Introduction
This article highlights key insights from decades of work on integrating Latvia’s indigenous Livonian language into the digital space. Livonian represents the future of many indigenous and endangered languages. It is a small community of approximately 1,000–2,000 people, with fewer than 20 fluent speakers remaining. The community is extraterritorial, scattered, and has largely lost its language over time. Moreover, Livonian is relatively low in resources.
The digital world may offer a solution, serving as a form of “prosthetics” for what has been lost—shared spaces, language proficiency, and functional domains, as well as access to language sources. All of these areas are particularly crucial for language acquisition, use, and sustainability.
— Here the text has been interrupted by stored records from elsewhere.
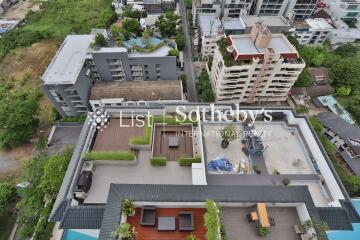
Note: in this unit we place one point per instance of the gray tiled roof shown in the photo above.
(83, 217)
(339, 125)
(353, 214)
(198, 193)
(337, 218)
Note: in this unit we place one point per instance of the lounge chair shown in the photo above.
(148, 216)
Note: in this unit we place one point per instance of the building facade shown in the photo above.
(256, 67)
(312, 31)
(76, 67)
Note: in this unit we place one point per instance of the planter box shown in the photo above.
(115, 162)
(140, 147)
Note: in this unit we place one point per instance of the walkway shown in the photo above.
(188, 67)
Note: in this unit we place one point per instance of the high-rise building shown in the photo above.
(255, 67)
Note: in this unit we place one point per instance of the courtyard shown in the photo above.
(142, 173)
(238, 228)
(214, 151)
(284, 149)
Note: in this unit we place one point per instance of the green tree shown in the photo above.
(18, 116)
(346, 50)
(346, 73)
(343, 91)
(132, 26)
(100, 40)
(167, 24)
(180, 39)
(304, 79)
(7, 194)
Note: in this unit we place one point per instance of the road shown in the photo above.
(188, 67)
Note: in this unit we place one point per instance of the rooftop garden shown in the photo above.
(227, 57)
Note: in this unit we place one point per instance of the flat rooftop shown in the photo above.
(209, 24)
(245, 45)
(138, 90)
(233, 23)
(319, 24)
(267, 20)
(69, 60)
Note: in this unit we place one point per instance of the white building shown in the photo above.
(256, 67)
(211, 31)
(312, 31)
(346, 10)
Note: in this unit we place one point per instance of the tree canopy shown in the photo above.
(167, 24)
(18, 115)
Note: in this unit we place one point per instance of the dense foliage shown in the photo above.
(56, 19)
(351, 182)
(204, 88)
(7, 194)
(167, 24)
(212, 220)
(18, 115)
(45, 176)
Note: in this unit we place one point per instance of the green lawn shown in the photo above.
(7, 221)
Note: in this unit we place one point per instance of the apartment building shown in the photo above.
(211, 31)
(228, 8)
(76, 67)
(312, 31)
(255, 67)
(346, 10)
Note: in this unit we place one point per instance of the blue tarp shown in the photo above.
(220, 164)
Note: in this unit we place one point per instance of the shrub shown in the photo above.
(7, 194)
(94, 155)
(146, 139)
(212, 220)
(264, 231)
(158, 161)
(286, 181)
(184, 161)
(128, 207)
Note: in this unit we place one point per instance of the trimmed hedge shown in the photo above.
(126, 156)
(170, 120)
(158, 161)
(186, 161)
(146, 139)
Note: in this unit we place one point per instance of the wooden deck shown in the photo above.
(115, 137)
(162, 134)
(150, 233)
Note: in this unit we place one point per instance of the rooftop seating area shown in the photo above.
(168, 223)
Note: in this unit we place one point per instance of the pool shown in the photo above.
(347, 235)
(73, 235)
(140, 43)
(336, 108)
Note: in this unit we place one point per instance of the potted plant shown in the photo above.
(228, 134)
(128, 207)
(124, 232)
The Livonian experience offers valuable lessons on effectively bringing indigenous languages into the digital world and step by step getting closer to achieving digital equality.
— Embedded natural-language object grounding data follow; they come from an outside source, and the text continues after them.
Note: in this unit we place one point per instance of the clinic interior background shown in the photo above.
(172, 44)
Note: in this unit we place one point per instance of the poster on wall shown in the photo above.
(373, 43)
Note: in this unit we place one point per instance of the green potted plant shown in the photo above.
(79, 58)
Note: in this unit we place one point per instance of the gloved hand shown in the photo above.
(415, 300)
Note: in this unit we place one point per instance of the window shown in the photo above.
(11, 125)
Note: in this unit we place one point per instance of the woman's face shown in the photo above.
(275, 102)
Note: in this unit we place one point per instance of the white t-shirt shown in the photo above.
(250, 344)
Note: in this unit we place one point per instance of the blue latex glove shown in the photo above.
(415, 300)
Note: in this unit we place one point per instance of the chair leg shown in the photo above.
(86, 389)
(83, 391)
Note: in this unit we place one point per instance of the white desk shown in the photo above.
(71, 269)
Building Digital Foundations
Digital inclusion for indigenous languages begins with small but essential steps. Success depends not on technology itself—since it constantly evolves—but on the ability to produce usable data. Data production is the foundation of all forms of language documentation and digital activity. Basic tools like keyboard drivers, accessible symbols, and standardized orthographies are vital. Inclusiveness of standardization is especially important to preserve linguistic variety and ensure broad community involvement.
The involvement of the community cannot be overstated. Community members are not only sources for documentation but are also essential contributors to building digital resources. At the UL Livonian Institute, we actively involve speakers in our work, such as transcribing texts, annotating corpora, providing voice samples for dictionaries and teaching the language to others. This dual approach benefits both research and the speakers, allowing them to immerse themselves in a Livonian environment, thereby keeping their language proficiency active.
Choosing the Right Technology
Selecting appropriate technologies is another aspect crucial for low-resource languages with extremely limited number of speakers. Some technologies are resource-intensive and may not yield significant benefits for language sustainability. For example, while Optical Character Recognition (OCR) is an exciting tool, it is impractical for Livonian due to the poor quality, handwritten nature and extensive variation in dialects and ortographies of much of its documentation. In such cases, manual transcription appears to be faster and even more efficient.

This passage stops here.